"The results of her study are surprising. In only eight of the twenty
lessons completely reported the teacher asked less than ninety
questions in the period of forty-five minutes, the average being
sixty-eight. In each of the remaining twelve lessons more than ninety
questions were asked in the same period of time, the average being
128. A freshman class in high school, in a day's work of five periods
of forty minutes each, not counting gymnasium, was subjected to 516
questions and expected to return 516 answers, which is at the rate of
2:58 questions and 2:58 answers per minute. The lowest number of
questions recorded in a day's work for a class was 321, and the
average number 395.
"Such rapid-fire questioning, Miss Stevens rightly holds, defeats its
own ends.

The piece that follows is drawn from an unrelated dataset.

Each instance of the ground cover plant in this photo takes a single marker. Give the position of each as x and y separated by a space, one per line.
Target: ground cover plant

It maintains a nervous tension in the classroom that must
in the long run be injurious. More than that, it is a symptom of the
fact that the real work of the hour is being done by the teacher, and
the pupil's share is reduced simply to brief, punctuation-like
answers to the teacher's questions. Such questions appeal to mere
memory or to superficial judgment rather than to real thought; they
cultivate in the pupil neither independent judgment nor the power of
expression; they ignore individual needs and discourage initiative;
they make out of the classroom a place to display knowledge, rather
than a laboratory in which to acquire it.